6.1.4 Chapter 5: Improving microvascular depiction in three-dimensional

power Doppler ultrasound using a two-stage processing method

The two-stage method developed in Chapter 4 was evaluated using an in vivo

model of the chicken embryo chorioallantoic membrane as a vascular depiction application of power Doppler imaging. Applying the two-stage method to power Doppler signal data improved vessel detection and visualization and resulted in significant image artifact reduction in comparison to images processed using a commercial scanner software and set up by a licensed sonographer. Vessel diameter measurements from

images processed using the two-stage method were more accurate than measurements made using raw images exported from the commercial scanner (with a median absolute percentage error = 10.39% versus 28.18% respectively).
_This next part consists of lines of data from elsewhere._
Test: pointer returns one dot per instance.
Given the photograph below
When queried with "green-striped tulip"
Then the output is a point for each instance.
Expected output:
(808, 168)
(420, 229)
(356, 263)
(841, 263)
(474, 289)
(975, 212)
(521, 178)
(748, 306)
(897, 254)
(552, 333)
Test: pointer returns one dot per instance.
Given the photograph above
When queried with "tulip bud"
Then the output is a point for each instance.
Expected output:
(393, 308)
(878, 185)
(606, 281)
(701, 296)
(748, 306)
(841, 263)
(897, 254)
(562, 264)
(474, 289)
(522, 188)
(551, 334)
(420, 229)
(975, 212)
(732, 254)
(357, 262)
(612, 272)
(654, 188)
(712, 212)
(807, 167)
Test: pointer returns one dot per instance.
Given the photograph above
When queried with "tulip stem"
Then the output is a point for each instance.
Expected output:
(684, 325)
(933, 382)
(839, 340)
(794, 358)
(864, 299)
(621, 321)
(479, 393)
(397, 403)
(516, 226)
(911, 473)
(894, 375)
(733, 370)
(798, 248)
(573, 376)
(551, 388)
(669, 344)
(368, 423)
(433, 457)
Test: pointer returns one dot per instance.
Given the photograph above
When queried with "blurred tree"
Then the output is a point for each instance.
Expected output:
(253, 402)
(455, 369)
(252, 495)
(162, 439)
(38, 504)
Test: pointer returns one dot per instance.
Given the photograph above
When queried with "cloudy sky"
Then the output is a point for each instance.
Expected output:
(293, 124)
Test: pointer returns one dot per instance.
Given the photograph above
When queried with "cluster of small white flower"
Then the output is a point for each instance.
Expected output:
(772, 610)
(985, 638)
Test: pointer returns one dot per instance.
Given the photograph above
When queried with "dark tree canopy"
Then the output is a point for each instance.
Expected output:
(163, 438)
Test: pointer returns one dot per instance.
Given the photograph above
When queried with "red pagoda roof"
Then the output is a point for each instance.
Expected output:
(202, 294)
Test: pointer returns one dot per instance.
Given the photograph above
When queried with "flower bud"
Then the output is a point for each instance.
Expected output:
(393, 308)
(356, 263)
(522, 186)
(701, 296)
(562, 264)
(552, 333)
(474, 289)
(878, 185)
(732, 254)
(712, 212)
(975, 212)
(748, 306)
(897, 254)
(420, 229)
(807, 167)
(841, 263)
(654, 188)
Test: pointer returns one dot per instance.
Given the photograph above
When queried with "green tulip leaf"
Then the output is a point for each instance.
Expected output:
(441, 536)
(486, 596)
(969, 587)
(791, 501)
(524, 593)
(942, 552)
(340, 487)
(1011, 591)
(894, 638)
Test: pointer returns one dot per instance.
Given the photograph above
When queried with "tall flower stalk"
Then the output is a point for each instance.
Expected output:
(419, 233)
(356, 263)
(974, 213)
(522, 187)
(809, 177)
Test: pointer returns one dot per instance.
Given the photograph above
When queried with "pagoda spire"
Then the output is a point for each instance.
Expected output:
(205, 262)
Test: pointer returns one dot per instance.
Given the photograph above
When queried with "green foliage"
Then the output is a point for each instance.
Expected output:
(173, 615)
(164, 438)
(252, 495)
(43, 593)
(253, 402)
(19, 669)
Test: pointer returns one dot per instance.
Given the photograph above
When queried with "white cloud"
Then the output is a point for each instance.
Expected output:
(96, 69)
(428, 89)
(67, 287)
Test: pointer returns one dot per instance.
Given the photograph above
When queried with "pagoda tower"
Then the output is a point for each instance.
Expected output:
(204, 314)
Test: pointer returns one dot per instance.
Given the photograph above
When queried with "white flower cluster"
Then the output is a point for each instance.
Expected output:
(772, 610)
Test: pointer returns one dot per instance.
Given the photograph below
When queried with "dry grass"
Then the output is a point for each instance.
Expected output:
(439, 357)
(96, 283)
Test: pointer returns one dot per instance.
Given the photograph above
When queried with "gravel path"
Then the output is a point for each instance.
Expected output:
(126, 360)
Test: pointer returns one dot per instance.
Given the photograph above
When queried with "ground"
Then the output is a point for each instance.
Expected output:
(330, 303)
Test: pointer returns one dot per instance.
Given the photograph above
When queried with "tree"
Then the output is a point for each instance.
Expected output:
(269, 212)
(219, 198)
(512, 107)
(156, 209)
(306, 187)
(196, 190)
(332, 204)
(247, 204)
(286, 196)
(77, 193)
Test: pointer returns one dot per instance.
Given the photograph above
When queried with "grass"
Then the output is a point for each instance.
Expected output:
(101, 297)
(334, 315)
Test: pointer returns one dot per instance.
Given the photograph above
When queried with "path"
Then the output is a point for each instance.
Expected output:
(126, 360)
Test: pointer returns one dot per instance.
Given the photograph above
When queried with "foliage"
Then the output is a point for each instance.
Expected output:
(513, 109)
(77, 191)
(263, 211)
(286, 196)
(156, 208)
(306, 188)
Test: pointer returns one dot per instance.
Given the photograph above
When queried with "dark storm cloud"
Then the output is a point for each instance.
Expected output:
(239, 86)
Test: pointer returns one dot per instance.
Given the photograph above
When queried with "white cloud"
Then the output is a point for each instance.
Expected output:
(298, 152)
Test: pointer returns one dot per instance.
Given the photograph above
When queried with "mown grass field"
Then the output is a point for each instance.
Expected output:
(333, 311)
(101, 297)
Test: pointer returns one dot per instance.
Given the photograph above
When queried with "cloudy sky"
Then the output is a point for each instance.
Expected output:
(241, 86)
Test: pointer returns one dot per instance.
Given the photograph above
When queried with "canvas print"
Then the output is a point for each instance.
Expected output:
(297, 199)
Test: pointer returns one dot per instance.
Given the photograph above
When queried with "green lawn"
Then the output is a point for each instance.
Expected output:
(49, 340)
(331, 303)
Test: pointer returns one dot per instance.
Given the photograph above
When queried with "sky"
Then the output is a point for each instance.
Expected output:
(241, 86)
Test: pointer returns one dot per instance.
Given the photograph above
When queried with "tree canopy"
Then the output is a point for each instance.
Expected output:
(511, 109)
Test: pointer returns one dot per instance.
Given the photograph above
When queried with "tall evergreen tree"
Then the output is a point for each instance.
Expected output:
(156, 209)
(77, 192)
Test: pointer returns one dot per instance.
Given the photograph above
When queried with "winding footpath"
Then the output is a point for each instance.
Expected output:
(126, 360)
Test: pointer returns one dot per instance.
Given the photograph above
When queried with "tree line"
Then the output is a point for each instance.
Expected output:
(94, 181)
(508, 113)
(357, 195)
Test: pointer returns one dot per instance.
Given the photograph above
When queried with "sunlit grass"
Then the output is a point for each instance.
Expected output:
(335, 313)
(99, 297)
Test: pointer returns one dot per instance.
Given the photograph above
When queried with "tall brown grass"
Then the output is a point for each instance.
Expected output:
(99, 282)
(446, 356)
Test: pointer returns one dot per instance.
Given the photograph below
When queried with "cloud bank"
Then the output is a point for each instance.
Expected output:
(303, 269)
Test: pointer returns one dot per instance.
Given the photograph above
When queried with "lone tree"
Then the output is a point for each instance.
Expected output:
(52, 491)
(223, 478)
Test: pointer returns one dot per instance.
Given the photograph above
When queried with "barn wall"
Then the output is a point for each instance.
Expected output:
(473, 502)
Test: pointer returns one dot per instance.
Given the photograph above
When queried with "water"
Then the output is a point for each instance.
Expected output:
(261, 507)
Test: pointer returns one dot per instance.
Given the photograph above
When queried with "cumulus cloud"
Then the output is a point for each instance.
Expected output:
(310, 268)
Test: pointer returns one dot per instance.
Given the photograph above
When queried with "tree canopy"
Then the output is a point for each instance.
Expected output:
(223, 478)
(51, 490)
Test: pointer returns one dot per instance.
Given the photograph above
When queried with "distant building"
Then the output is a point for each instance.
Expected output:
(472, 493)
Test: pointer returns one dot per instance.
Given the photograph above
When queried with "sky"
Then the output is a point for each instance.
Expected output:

Further analysis of the types and orders of vessels contributing to the overall error showed that higher errors in diameter measurements were associated with vessels of lower orders (orders 6 and 7, which have diameters of approximately 280 to 550 µm). It was also shown that a diameter

overestimation bias of approximately 30% was observed for arterial diameter measurements using scanner exported images whereas measurement errors from the two- stage method images were centered at 0%. Thus, the proposed method shows promising results for improving vascular quantification, detection and visualization using 3-D power Doppler imaging suitable for flow depiction applications.